According to NAWI, “the climate crisis, population growth, and changes in how communities use water contribute to a growing water scarcity problem worldwide.Many regions around the United States are now water-stressed, lacking the water supply required for daily needs, agriculture, and energy and materials production. To meet demand, it is critical that we develop technologies that provide alternative water sources and treat and use water in ways that are efficient, sustainable and cost-effective.”

The NETL-led project will investigate two key process challenges associated with desalinating brackish water. The first challenge is pre-treatment which is necessary to ensure that desalination equipment is not damaged. The second challenge is the disposal of the high-salt concentrate waste that is produced   in the desalination process. To address both challenges, the project attempts to reframe the problem by creating saleable products during pre-treatment and repurposing the waste brine as a product.
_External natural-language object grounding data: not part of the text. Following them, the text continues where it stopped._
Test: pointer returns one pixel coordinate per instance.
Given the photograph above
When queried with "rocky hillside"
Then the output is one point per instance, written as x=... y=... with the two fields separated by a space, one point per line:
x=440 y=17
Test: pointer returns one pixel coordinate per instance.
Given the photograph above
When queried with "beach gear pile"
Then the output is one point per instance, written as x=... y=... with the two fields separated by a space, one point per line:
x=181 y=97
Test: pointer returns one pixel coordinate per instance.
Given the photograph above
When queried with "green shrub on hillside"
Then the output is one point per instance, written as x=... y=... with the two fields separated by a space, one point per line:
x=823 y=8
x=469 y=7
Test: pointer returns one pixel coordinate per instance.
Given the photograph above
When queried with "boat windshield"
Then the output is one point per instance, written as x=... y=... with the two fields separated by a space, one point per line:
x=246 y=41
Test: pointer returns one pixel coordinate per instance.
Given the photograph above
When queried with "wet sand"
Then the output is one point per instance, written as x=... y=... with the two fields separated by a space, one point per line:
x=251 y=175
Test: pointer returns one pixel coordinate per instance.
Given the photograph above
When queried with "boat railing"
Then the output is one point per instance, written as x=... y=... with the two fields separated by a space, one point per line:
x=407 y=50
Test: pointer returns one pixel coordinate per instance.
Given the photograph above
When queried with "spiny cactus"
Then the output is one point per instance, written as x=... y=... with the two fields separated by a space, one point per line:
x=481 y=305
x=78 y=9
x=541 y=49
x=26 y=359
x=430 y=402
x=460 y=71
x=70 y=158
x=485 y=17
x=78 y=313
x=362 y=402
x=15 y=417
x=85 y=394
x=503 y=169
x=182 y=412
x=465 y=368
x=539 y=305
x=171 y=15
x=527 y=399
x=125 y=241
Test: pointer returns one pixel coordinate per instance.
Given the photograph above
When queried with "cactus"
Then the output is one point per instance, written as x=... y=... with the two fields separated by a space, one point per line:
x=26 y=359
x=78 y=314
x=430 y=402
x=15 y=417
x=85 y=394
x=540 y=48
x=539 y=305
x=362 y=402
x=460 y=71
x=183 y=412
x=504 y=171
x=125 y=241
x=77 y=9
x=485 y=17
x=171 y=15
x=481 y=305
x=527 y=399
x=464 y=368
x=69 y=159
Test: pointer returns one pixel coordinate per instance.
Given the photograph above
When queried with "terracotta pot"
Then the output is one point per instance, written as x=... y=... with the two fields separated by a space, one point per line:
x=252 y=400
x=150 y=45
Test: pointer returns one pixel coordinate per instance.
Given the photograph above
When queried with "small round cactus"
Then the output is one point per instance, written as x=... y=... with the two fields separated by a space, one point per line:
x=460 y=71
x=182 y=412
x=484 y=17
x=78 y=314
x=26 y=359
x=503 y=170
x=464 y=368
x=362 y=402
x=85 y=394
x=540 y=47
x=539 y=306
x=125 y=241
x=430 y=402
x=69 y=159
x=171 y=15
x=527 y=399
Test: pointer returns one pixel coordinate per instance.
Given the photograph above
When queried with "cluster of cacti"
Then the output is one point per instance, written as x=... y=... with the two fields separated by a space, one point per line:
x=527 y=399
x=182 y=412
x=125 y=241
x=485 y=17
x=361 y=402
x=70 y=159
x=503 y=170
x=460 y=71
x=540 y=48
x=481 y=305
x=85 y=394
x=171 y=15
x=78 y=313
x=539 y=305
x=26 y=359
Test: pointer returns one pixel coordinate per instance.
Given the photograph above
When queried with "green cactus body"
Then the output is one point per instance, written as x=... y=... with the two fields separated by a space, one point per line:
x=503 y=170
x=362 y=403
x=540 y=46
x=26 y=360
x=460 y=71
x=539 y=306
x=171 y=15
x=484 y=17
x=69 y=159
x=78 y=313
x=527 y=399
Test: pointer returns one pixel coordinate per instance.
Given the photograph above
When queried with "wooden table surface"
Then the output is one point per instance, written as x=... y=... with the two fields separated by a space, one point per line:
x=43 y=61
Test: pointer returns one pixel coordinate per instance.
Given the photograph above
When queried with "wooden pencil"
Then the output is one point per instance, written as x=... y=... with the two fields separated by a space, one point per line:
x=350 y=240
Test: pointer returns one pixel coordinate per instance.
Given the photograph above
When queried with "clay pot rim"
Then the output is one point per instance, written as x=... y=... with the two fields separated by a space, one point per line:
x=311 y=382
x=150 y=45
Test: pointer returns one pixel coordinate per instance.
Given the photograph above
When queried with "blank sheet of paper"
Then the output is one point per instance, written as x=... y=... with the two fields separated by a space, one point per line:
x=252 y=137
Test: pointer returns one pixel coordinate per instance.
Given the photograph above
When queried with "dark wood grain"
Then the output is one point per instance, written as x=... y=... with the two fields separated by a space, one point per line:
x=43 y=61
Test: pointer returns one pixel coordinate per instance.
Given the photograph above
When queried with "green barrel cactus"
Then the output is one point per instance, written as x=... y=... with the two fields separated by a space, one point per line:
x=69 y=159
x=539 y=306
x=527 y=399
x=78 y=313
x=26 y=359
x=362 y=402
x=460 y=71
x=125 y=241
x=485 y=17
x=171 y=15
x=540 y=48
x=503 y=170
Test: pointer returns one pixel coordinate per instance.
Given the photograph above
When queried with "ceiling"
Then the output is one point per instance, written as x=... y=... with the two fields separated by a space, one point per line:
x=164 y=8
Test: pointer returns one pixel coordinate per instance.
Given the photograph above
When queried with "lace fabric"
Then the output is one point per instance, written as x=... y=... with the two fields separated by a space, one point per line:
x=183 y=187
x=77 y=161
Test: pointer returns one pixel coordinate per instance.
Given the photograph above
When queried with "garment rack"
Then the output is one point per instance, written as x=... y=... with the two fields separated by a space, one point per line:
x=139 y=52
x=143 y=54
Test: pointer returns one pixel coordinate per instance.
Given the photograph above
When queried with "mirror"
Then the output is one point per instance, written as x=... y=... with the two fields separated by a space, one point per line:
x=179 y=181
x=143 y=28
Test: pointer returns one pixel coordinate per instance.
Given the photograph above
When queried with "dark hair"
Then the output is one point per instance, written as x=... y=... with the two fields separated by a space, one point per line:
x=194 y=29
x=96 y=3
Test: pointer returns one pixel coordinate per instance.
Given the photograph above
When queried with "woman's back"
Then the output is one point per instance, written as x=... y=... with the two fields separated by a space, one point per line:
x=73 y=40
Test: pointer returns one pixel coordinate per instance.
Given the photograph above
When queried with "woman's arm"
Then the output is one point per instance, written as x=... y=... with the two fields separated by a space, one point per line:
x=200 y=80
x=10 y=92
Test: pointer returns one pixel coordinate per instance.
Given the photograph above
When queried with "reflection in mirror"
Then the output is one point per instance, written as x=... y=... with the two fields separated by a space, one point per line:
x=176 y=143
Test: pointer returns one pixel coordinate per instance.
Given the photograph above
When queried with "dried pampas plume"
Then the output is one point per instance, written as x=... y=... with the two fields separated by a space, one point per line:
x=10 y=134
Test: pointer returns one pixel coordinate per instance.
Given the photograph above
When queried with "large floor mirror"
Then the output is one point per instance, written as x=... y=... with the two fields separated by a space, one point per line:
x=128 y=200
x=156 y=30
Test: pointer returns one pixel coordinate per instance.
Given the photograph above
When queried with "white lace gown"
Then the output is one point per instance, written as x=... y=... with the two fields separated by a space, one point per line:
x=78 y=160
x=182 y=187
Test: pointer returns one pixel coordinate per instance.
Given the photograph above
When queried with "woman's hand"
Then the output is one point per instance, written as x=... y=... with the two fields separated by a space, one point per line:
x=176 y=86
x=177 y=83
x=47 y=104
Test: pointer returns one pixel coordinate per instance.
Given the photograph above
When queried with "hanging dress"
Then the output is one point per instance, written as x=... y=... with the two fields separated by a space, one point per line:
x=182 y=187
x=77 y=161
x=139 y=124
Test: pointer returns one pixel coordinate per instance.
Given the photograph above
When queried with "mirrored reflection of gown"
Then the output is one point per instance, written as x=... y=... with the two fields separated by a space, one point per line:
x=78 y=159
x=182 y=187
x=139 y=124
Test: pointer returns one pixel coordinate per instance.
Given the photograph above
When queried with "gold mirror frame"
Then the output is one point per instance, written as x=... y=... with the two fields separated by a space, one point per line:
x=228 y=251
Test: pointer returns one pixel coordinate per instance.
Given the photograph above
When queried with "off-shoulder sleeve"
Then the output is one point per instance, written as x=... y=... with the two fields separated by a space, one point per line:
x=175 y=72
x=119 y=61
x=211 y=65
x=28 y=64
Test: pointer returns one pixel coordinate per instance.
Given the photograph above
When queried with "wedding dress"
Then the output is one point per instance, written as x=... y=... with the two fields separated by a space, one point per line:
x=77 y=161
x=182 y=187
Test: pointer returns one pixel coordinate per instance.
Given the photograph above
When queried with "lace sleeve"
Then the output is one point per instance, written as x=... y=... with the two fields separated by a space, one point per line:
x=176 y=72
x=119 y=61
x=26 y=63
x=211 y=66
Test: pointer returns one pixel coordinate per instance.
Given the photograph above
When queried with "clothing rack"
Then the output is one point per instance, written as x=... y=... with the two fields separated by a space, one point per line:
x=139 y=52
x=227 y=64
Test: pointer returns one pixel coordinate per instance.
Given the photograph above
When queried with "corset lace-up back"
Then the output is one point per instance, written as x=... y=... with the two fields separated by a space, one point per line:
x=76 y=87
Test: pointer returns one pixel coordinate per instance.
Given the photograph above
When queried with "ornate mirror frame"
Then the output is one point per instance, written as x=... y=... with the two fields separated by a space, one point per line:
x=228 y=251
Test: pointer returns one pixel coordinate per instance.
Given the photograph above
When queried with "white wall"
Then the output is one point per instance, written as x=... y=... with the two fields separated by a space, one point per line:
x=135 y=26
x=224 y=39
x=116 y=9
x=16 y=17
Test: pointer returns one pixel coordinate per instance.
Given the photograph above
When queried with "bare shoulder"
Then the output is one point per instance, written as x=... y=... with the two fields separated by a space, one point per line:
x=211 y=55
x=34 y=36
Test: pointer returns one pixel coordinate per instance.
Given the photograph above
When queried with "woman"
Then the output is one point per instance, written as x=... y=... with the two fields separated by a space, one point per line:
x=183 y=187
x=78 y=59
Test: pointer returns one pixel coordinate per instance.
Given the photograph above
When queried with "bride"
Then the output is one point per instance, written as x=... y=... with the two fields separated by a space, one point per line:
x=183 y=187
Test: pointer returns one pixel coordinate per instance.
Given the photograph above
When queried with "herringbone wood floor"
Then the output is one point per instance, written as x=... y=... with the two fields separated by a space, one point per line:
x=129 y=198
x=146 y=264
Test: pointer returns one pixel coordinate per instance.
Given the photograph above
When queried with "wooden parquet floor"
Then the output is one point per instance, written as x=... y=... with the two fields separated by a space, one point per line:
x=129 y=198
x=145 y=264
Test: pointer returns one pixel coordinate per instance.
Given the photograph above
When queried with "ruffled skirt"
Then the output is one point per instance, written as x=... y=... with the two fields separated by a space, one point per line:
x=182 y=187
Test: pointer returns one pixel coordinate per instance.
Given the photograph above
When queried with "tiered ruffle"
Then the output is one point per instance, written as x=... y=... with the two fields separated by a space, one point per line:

“The brine and its constituents could be sold to local industries that can use it,” NETL’s Alison Fritz added. “Developing technologies to capture and purify economically valuable elements from concentrate could significantly improve the cost-effectiveness of brackish water desalination.”

The project will examine the markets for potential products that could use the raw materials generated from the brine like building materials, fertilizer, road salts, caustic and sulfuric acid.

“We will estimate the cost and environmental impacts to extract the raw materials from brine during the desalination process,” Fritz said. “If we can identify technically feasible and sustainable reuse of bulk constituents from desalination, it could reduce costs for treatment systems in areas with limited access to safe drinking water, improve health outcomes, and create economic benefits for regions of the United States that currently don’t have reliable and safe potable water supplies like the Central Valley in California, regions of Texas, and Florida.”

Stanford University will head up another project with NETL and the city of Santa Barbara, California, that examines flexibility in operating desalination plants.

NAWI is a research program supported by the DOE Office ofEnergy Efficiency and Renewable Energy(EERE)’sIndustrial Efficiency and Decarbonization Office and headquartered at Lawrence Berkeley National Laboratory. It seeks to secure an affordable, energy-efficient and resilient water supply for the U.S. economy through effective desalination processes that fosters a circular water economy in which every drop is accounted for, and all resources are reused.

NETL is a DOE national laboratory that drives innovation and delivers technological solutions for an environmentally sustainable and prosperous energy future. By using its world-class talent and research facilities, NETL is ensuring affordable, abundant and reliable energy that drives a robust economy and national security, while developing technologies to manage carbon across the full life cycle, enabling environmental sustainability for all Americans.